In McKim the municipality provided an ordinance for its garbage collection through the issuance of an exclusive license to one scavenger who was permitted to collect fees from householders based on a scale fixed by resolution of the governing body. The court set aside the ordinance as violative of the policy requiring public advertising for public work and a contract award to the lowest responsible bidder. “The evils attendant upon an award without open bidding *247are not less under license than under direct contract” (McKim, supra, 133 N. J. L. at 474) and the splitting of the cost among the users of the service cannot avoid the dictates of the bidding statute which would apply to the total cost in the municipality.1
Kurman, supra, involved the validity of a towing contract awarded by the City of Newark to Dewey’s Garage without competitive bidding. It related to the removal and storage of abandoned and stolen motor vehicles. The successful contractor was permitted to make a charge authorized by the municipality to be paid by those who reclaimed their vehicles. In the case of unclaimed vehicles, the contractor auctioned them off. If the sale produced less than the contractor’s bill, the contractor agreed to accept the amount in full satisfaction. If the amount realized was in excess of the bill, the contractor deducted the amount due him and remitted the balance to the city. On the basis of the rationale of McKim and Hillside Tp. v. Sternin, supra, the Appellate Division set aside the contract, concluding that the contractual arrangement violated the salutary policy of the public bidding statute. N. J. S. A. 40A:11-4.

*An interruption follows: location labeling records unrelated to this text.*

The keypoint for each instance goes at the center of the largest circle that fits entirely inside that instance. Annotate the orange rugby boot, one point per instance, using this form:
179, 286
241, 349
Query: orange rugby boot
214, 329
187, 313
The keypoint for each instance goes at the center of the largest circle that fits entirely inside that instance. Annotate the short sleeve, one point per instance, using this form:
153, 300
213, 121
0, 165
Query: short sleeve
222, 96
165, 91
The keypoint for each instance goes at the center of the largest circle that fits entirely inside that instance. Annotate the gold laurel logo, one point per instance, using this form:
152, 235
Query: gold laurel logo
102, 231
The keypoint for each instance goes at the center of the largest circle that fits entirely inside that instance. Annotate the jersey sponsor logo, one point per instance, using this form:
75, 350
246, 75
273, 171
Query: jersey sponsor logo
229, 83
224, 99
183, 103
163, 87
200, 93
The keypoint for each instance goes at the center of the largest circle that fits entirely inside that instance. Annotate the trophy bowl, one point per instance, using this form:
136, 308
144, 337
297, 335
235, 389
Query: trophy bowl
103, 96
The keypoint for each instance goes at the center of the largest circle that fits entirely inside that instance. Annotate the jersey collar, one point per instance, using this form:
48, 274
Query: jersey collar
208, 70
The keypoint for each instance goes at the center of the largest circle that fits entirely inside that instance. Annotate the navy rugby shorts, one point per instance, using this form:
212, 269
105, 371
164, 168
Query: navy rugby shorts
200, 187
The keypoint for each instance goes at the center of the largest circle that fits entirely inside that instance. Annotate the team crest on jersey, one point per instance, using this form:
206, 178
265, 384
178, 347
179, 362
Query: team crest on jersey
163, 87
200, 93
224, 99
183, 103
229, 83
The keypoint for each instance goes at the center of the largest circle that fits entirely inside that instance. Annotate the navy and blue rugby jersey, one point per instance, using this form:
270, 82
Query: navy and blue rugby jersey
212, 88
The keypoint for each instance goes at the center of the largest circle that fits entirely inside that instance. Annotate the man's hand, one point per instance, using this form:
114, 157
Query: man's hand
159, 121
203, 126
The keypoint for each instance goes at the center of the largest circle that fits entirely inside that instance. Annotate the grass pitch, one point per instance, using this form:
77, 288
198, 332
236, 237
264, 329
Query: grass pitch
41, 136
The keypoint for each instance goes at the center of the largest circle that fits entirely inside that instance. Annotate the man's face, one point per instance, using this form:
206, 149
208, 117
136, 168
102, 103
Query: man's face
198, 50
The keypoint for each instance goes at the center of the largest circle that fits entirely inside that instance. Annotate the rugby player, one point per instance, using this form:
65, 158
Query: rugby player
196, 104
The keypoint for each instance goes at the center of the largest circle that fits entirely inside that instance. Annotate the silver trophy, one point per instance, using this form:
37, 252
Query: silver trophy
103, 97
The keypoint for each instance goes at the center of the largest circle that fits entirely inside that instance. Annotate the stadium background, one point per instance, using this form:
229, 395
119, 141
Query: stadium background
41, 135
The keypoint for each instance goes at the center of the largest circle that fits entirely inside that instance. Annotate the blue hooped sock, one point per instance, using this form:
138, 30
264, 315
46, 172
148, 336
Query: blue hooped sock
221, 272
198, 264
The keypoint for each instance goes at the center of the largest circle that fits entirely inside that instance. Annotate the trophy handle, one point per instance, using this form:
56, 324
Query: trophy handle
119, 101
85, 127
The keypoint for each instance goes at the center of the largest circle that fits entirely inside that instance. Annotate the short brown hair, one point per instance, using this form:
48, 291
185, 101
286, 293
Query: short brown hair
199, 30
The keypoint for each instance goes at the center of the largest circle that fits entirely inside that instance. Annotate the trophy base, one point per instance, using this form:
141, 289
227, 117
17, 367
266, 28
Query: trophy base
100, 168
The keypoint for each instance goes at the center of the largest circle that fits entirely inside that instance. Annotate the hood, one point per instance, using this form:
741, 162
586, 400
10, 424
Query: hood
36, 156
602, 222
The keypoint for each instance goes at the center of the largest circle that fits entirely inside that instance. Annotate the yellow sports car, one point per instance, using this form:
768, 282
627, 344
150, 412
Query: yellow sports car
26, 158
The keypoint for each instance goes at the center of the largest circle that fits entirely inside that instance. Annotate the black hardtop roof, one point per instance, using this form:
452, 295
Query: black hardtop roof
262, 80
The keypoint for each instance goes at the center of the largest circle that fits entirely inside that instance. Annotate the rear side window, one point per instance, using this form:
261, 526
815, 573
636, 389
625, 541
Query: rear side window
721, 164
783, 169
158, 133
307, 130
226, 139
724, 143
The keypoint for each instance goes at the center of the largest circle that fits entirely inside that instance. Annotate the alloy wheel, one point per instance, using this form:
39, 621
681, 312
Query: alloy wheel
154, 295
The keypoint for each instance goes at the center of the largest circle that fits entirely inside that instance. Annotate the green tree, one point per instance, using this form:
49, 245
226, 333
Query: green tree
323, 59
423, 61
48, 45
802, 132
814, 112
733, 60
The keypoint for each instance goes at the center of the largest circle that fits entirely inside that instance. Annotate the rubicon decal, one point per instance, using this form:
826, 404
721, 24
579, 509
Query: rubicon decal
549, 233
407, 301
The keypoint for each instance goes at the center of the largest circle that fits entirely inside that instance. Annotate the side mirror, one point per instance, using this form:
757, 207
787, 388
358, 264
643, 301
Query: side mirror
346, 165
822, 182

In Schnell, supra, the municipality by resolution granted to Wells Fargo Signal Systems the privilege to install an alarm panel at police headquarters which was for the purpose of alerting the police to unlawful entry into homes wherein the company had installed burglar alarm systems. This was proposed without cost to the municipality and on a stipulated charge to subscribers. The township considered competitive bidding unnecessary and so advised two competitors who sought the same privilege. The court con-*248eluded that the arrangement was invalid because of lack of competitive bidding. The mere fact that the cost is passed on to the members of the public and not paid from the municipal treasury was held not to detract from the need to guard against favoritism and corruption through competitive bidding.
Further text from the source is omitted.